Stock Market See-Saw

Yesterday, I wrote about how the stock market plunge in China and the subsequent drop in the U.S. markets was not something anyone other than short-term investors should be worried about. Typically, I wouldn’t write another article about the stock market again right away, because I believe that most people would be better off watching the markets less, rather than more.

But, I couldn’t resist today. Yesterday, there was an article that included the word “Bearmageddon” suggesting that a bear market of armageddon-like proportions was in the offing after the U.S. markets closed down six-days in a row. Other articles couldn’t stop pointing out thing like the biggest drop ever, or the longest-streak of down days since whenever, and so on.

Today, the markets closed up. The stories today are about the “biggest gain in almost 4 years.”

Talk about whiplash.

The reality is that the U.S. stock market trades, in the long-term, based upon the fundamentals of the United States’ economy. While it is true that the issues in other countries, like China, can inform potential issues in the U.S. economy, it is important to remember that those issues must be American issues, not Chinese issues.
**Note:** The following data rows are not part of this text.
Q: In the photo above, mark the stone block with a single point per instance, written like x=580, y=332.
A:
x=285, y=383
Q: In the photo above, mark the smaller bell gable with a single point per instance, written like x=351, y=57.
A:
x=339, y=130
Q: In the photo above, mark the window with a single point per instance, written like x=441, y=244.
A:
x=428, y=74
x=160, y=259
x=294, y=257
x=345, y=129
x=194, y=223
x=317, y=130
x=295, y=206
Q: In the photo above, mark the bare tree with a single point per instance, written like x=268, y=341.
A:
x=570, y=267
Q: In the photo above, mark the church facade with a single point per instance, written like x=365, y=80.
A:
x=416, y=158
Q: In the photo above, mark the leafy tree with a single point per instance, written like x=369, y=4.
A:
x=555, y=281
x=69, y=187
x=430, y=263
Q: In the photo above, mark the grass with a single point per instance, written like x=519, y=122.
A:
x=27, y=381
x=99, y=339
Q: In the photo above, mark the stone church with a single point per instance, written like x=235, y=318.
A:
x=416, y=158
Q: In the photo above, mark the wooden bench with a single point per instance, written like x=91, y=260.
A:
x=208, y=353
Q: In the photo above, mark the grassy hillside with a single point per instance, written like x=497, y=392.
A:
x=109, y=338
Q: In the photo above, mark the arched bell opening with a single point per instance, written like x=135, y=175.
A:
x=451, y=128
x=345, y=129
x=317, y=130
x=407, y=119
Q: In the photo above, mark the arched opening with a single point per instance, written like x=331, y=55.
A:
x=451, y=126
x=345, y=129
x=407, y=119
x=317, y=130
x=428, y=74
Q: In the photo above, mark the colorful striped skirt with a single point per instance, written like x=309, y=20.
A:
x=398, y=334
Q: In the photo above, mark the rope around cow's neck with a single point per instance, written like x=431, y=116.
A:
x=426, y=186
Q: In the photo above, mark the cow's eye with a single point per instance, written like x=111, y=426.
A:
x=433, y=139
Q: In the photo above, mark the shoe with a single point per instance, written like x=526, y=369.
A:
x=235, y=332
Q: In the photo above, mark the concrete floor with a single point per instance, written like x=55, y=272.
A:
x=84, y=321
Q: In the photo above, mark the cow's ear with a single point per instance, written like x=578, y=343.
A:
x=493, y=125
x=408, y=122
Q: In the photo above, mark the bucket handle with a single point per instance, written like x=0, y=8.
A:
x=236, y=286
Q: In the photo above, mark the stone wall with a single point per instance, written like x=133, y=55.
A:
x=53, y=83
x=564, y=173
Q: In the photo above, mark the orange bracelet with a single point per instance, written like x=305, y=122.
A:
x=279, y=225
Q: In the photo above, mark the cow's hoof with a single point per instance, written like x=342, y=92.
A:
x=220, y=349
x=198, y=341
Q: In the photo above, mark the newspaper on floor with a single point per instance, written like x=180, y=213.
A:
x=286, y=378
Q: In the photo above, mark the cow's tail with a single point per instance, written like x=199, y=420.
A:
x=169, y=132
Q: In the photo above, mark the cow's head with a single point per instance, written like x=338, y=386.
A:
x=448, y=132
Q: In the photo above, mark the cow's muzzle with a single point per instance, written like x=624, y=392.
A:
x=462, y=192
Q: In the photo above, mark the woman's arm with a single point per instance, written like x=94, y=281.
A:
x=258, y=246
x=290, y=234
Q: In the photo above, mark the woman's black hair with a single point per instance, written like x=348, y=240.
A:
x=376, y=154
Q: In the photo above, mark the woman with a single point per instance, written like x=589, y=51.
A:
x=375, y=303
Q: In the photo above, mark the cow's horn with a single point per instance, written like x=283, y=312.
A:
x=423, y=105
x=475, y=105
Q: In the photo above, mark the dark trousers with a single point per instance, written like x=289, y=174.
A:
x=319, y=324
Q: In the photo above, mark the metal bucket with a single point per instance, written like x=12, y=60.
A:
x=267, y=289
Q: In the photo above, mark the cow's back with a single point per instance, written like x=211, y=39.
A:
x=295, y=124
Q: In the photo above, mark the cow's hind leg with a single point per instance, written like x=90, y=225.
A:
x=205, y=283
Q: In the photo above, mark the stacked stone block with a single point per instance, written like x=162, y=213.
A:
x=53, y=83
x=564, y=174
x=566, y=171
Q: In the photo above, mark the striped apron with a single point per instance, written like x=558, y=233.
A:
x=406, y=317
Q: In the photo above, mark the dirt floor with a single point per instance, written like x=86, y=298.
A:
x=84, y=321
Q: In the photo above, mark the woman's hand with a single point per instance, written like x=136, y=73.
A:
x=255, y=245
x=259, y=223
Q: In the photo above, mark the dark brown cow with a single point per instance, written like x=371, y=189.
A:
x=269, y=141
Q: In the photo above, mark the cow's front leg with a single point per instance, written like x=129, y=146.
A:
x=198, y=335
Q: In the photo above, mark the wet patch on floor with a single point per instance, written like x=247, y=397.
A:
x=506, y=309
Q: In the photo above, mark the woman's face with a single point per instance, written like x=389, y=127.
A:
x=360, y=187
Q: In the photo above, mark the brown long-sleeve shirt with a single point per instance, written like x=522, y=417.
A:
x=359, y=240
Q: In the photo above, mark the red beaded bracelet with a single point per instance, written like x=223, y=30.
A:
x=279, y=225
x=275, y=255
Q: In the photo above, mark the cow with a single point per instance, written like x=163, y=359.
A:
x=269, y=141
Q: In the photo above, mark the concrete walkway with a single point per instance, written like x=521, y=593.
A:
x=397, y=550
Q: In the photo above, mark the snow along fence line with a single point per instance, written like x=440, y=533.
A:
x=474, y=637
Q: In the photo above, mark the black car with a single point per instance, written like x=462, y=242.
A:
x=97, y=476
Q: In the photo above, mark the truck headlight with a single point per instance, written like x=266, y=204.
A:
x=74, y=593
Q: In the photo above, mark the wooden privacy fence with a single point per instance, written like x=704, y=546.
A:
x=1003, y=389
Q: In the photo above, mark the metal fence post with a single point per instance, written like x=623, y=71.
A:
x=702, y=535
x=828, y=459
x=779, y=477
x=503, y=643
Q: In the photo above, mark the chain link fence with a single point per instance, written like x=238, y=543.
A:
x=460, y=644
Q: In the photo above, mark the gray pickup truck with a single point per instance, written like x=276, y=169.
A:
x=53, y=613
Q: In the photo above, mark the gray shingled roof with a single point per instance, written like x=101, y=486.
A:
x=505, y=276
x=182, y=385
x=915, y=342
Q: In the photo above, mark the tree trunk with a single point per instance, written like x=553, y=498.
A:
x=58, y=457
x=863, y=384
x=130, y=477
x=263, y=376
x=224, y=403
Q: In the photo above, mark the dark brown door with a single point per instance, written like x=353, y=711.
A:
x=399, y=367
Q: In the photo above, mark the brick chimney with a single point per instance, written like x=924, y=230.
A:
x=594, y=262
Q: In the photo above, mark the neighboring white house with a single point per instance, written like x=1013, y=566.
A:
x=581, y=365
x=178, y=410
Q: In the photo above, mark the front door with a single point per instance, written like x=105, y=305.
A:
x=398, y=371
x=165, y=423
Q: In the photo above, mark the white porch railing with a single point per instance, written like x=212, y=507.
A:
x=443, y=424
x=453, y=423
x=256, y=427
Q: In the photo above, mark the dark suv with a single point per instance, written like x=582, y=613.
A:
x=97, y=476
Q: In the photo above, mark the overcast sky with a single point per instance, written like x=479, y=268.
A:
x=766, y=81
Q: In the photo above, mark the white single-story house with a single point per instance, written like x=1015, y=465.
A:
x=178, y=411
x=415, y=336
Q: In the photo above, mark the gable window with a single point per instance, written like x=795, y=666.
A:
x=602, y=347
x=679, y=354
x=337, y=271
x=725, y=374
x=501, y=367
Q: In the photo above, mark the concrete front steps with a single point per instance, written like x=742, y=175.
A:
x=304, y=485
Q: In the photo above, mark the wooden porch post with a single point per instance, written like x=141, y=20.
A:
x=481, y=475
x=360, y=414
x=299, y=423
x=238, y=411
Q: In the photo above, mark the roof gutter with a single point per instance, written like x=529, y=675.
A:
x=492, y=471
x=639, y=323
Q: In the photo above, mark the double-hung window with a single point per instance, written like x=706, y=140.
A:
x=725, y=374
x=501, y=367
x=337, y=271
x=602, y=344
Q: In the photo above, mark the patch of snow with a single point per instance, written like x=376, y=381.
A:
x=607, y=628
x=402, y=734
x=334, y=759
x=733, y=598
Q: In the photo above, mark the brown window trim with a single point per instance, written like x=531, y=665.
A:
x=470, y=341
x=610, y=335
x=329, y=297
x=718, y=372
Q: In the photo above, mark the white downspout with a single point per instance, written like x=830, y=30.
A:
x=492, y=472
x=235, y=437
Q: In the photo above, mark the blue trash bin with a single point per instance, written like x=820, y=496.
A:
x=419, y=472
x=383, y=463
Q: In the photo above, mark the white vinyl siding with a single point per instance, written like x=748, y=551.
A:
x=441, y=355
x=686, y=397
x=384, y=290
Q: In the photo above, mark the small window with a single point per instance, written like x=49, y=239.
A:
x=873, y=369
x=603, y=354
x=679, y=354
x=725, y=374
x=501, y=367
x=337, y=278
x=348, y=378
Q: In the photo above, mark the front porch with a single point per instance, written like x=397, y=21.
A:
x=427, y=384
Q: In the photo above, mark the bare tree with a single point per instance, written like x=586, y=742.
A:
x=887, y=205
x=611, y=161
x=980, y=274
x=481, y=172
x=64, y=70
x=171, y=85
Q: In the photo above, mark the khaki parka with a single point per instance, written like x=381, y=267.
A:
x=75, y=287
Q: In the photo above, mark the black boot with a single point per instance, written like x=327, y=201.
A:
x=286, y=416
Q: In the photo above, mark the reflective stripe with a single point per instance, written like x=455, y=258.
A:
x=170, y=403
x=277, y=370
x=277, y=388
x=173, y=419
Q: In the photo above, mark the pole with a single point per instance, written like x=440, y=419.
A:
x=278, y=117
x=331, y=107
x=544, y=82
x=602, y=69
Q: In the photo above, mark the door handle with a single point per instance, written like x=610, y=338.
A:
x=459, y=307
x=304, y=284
The truth is that the Chinese economy could crater into a mass recession without necessarily taking the U.S. with it. In fact, thanks to China’s restrictive business policies, American company’s exposure to China is often comically limited, often by a force partner from China itself. While reduced demand from China wouldn’t be anyone’s first choice, the reality is that few company’s count on China for a large portion of their revenues. Even the short-lived concern about iPhone sales in China is probably a small factor to Apple if sales held steady or increased elsewhere.

The point is, that like always, the media love to shout attention grabbing headlines. But, in a year, will this be the beginning of a market correction, bear market, or just a few days of crazy volatility?

The Dow’s 619 point rise today wipes out yesterday’s 200-ish point decline and then some. Who was right, yesterday or today?

It really doesn’t matter compared to who was right last year, or the last five-years?